This is a provocative study. At this time the mechanism responsible for the results is unclear. Paterna, et al., offer multiple explanations. One possibility is through the osmotic action of hypertonic saline solution. It may hasten the mobilization of extravascular fluid into the intravascular space and then this volume is quickly excreted. Also, hypertonic saline solution may increase renal blood flow and perfusion alternating the handling of sodium and natriuresis while also allowing the concentration of furosemide in the loop of Henle to attain a more desirable level.

Should these results hold true in other investigations and the inclusion criteria loosen (measuring patients urine volume and sodium concentration for 24 hours prior to admission may not be easy or practical) then we might have a very inexpensive new method for treating refractory CHF.

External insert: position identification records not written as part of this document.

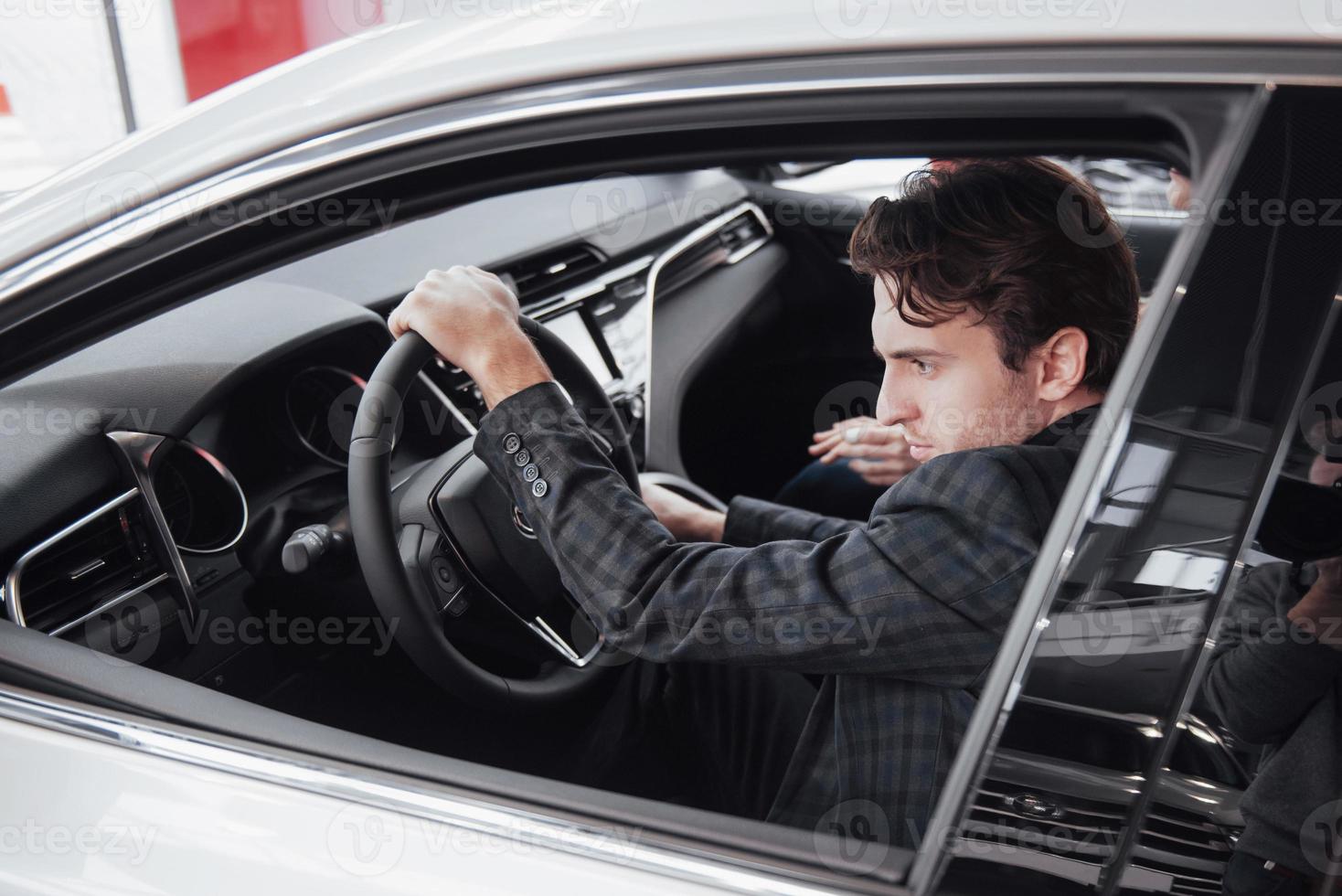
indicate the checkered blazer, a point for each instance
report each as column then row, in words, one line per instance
column 900, row 614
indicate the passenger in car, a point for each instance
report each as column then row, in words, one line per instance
column 998, row 335
column 1275, row 679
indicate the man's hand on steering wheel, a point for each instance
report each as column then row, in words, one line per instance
column 470, row 316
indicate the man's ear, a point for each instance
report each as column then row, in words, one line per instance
column 1061, row 364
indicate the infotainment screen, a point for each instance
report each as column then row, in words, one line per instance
column 573, row 330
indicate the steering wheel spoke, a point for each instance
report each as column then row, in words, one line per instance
column 451, row 537
column 430, row 565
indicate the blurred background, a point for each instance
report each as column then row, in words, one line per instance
column 80, row 74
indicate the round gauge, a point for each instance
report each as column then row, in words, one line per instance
column 321, row 404
column 201, row 502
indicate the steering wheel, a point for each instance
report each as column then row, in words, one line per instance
column 450, row 537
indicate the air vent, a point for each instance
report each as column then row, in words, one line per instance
column 103, row 557
column 723, row 246
column 541, row 275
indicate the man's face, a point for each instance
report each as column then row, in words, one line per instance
column 948, row 385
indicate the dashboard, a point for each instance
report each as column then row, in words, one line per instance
column 172, row 458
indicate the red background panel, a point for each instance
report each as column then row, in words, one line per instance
column 223, row 40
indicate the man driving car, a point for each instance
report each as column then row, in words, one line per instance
column 998, row 336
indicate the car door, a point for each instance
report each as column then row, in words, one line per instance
column 1175, row 514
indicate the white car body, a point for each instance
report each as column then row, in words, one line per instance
column 175, row 813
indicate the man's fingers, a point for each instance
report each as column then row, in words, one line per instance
column 396, row 324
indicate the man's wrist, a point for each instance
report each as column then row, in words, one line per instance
column 506, row 365
column 708, row 525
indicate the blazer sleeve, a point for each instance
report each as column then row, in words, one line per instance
column 1266, row 672
column 921, row 592
column 754, row 522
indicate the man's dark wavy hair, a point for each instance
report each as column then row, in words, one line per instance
column 1018, row 241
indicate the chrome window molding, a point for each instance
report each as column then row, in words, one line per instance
column 512, row 108
column 1084, row 491
column 401, row 795
column 11, row 593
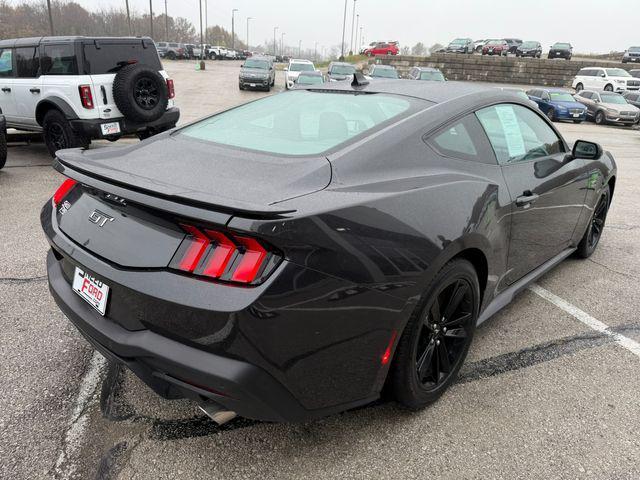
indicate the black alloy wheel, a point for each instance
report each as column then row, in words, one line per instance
column 444, row 332
column 592, row 236
column 436, row 339
column 146, row 94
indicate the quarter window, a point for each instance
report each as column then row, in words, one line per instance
column 59, row 60
column 27, row 63
column 518, row 134
column 6, row 63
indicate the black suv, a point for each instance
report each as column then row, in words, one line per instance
column 75, row 89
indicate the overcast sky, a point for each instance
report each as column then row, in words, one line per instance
column 590, row 25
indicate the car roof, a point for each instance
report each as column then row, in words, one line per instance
column 16, row 42
column 436, row 92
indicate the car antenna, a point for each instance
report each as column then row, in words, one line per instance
column 359, row 80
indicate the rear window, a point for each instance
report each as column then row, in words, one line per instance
column 111, row 57
column 298, row 122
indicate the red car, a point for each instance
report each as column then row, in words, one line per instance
column 383, row 49
column 496, row 47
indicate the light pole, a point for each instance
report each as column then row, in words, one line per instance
column 344, row 26
column 128, row 17
column 282, row 44
column 233, row 32
column 248, row 18
column 353, row 19
column 357, row 45
column 151, row 17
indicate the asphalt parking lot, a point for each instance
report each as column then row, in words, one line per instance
column 543, row 394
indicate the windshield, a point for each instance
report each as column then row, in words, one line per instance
column 613, row 98
column 298, row 122
column 343, row 70
column 310, row 79
column 617, row 72
column 301, row 67
column 384, row 73
column 433, row 76
column 255, row 63
column 561, row 97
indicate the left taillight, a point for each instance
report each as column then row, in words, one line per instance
column 224, row 256
column 170, row 88
column 63, row 190
column 86, row 97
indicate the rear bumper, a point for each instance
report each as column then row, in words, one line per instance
column 91, row 128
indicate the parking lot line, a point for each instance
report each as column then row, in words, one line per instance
column 588, row 320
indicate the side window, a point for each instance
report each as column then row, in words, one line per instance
column 27, row 62
column 59, row 60
column 518, row 134
column 463, row 139
column 6, row 62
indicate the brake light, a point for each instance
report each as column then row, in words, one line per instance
column 222, row 256
column 86, row 97
column 170, row 88
column 63, row 190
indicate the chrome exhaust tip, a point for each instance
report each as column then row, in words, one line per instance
column 217, row 413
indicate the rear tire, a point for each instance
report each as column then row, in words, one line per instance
column 58, row 133
column 592, row 236
column 436, row 340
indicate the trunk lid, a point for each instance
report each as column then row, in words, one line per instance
column 195, row 172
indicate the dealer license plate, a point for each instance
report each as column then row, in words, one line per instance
column 92, row 290
column 110, row 128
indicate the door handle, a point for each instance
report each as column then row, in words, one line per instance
column 526, row 198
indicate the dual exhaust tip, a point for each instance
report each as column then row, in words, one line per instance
column 217, row 413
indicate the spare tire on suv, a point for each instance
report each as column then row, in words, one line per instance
column 140, row 93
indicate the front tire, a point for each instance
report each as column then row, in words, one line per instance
column 58, row 133
column 436, row 340
column 591, row 237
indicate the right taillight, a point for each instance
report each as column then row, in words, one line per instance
column 224, row 256
column 86, row 97
column 170, row 88
column 63, row 190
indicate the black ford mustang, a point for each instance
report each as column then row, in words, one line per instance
column 289, row 258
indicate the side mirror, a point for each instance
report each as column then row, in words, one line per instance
column 586, row 150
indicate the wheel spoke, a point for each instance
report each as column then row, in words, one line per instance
column 424, row 362
column 443, row 355
column 456, row 333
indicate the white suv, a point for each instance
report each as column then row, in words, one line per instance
column 294, row 68
column 75, row 89
column 609, row 79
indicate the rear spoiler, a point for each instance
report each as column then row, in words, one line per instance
column 174, row 204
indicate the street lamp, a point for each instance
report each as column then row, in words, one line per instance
column 282, row 44
column 275, row 46
column 233, row 31
column 248, row 18
column 353, row 19
column 344, row 27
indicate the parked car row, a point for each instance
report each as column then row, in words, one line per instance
column 189, row 51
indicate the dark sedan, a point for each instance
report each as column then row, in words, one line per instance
column 288, row 258
column 561, row 50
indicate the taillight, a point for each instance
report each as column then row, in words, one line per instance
column 223, row 256
column 170, row 88
column 63, row 190
column 86, row 96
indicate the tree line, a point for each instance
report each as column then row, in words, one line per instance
column 31, row 19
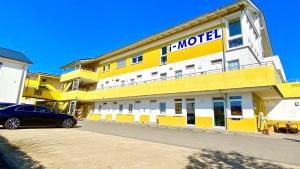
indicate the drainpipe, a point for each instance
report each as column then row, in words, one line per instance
column 223, row 45
column 21, row 84
column 226, row 108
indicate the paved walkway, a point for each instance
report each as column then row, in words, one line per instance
column 99, row 145
column 282, row 148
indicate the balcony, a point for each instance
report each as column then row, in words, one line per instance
column 245, row 77
column 84, row 74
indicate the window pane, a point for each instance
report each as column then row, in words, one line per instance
column 28, row 108
column 163, row 60
column 236, row 108
column 164, row 50
column 178, row 108
column 233, row 65
column 235, row 42
column 235, row 28
column 140, row 58
column 162, row 107
column 134, row 60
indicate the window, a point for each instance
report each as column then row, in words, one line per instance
column 137, row 59
column 121, row 63
column 123, row 83
column 178, row 73
column 235, row 34
column 163, row 59
column 236, row 105
column 163, row 76
column 131, row 81
column 121, row 108
column 42, row 109
column 106, row 68
column 234, row 64
column 178, row 106
column 188, row 67
column 130, row 108
column 216, row 62
column 26, row 108
column 162, row 107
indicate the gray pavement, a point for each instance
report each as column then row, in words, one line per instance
column 278, row 148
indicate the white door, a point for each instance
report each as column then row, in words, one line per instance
column 114, row 113
column 153, row 112
column 137, row 112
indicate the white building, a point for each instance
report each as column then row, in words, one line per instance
column 13, row 69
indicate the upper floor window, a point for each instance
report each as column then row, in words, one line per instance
column 234, row 64
column 121, row 63
column 163, row 59
column 106, row 68
column 235, row 34
column 137, row 59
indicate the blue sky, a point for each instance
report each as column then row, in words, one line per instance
column 54, row 33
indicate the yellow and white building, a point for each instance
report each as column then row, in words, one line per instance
column 215, row 71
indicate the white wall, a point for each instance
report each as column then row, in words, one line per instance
column 283, row 109
column 203, row 105
column 11, row 79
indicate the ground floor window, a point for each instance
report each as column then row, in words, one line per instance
column 162, row 108
column 130, row 108
column 178, row 106
column 236, row 105
column 121, row 108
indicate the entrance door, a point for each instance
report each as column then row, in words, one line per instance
column 219, row 118
column 190, row 108
column 153, row 111
column 137, row 111
column 114, row 111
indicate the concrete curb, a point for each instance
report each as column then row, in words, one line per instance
column 7, row 161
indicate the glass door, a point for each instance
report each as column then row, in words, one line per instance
column 219, row 118
column 190, row 107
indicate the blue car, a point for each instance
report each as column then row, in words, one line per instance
column 14, row 116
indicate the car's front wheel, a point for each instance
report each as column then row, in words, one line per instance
column 68, row 123
column 12, row 123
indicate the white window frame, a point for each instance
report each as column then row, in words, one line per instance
column 164, row 55
column 121, row 63
column 137, row 59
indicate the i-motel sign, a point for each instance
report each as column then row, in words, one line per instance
column 196, row 40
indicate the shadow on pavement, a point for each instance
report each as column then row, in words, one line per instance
column 218, row 159
column 18, row 158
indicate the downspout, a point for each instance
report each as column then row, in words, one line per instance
column 223, row 45
column 226, row 108
column 21, row 84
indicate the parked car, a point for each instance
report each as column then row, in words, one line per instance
column 15, row 116
column 3, row 105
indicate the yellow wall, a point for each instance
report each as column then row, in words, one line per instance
column 244, row 124
column 125, row 118
column 108, row 117
column 151, row 57
column 171, row 120
column 204, row 122
column 95, row 116
column 252, row 77
column 144, row 118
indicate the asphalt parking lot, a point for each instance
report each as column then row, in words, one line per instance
column 97, row 144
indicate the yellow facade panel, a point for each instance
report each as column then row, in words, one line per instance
column 204, row 122
column 144, row 118
column 244, row 124
column 171, row 120
column 127, row 118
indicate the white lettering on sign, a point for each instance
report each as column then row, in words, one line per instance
column 196, row 40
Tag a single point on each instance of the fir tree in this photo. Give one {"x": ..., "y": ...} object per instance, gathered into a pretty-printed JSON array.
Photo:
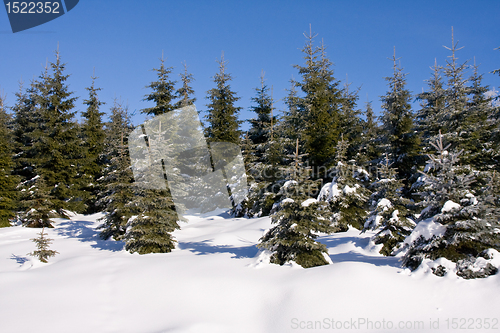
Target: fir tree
[
  {"x": 8, "y": 182},
  {"x": 93, "y": 136},
  {"x": 36, "y": 205},
  {"x": 346, "y": 195},
  {"x": 43, "y": 253},
  {"x": 163, "y": 91},
  {"x": 117, "y": 181},
  {"x": 403, "y": 142},
  {"x": 186, "y": 91},
  {"x": 297, "y": 219},
  {"x": 451, "y": 205},
  {"x": 55, "y": 140},
  {"x": 223, "y": 124},
  {"x": 320, "y": 105},
  {"x": 389, "y": 215}
]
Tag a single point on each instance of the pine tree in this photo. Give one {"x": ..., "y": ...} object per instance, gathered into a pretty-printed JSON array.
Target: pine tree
[
  {"x": 453, "y": 207},
  {"x": 93, "y": 136},
  {"x": 432, "y": 102},
  {"x": 403, "y": 143},
  {"x": 36, "y": 205},
  {"x": 320, "y": 105},
  {"x": 389, "y": 215},
  {"x": 55, "y": 140},
  {"x": 369, "y": 152},
  {"x": 163, "y": 91},
  {"x": 8, "y": 182},
  {"x": 186, "y": 91},
  {"x": 298, "y": 218},
  {"x": 117, "y": 181},
  {"x": 43, "y": 253},
  {"x": 223, "y": 124},
  {"x": 346, "y": 195}
]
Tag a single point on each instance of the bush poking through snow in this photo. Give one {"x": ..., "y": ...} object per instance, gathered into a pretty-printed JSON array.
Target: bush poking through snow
[{"x": 43, "y": 253}]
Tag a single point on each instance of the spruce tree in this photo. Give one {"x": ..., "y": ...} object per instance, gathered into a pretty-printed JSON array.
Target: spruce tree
[
  {"x": 117, "y": 181},
  {"x": 185, "y": 92},
  {"x": 43, "y": 253},
  {"x": 389, "y": 215},
  {"x": 453, "y": 207},
  {"x": 320, "y": 105},
  {"x": 55, "y": 140},
  {"x": 163, "y": 91},
  {"x": 297, "y": 219},
  {"x": 93, "y": 136},
  {"x": 397, "y": 121},
  {"x": 223, "y": 124},
  {"x": 346, "y": 194},
  {"x": 8, "y": 182}
]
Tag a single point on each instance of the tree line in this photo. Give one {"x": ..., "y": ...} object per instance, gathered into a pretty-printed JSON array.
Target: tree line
[{"x": 324, "y": 165}]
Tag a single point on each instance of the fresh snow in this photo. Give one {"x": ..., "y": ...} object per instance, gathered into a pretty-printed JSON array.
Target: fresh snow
[
  {"x": 449, "y": 206},
  {"x": 217, "y": 281}
]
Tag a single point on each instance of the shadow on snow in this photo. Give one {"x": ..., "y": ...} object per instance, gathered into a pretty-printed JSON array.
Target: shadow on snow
[
  {"x": 85, "y": 232},
  {"x": 202, "y": 248}
]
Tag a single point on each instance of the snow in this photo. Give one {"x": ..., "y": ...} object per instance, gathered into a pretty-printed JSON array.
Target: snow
[
  {"x": 217, "y": 281},
  {"x": 384, "y": 204},
  {"x": 426, "y": 228},
  {"x": 307, "y": 202},
  {"x": 450, "y": 206}
]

Lindenauer P, Pekow P, Wang K, et al. Perioperative beta-blocker therapy and mortality after major noncardiac surgery. N Engl J Med. 2005;353:349–361.

Among the most common reasons that hospitalists are consulted is the “perioperative evaluation.” This is with good reason because 50,000 patients each year have a perioperative myocardial infarction. A statement by the Agency for Health Care Research and Quality proclaims that we have “clear opportunities for safety improvement” in regard to using beta-blockers for patients with intermediate and high risk for perioperative cardiovascular complications. The American Heart Association and the American College of Cardiology recommend using these medications in patients with either risk factors for or known coronary artery disease when undergoing high-risk surgeries. Despite all of this the efficacy of the class has not been proven by large randomized clinical studies.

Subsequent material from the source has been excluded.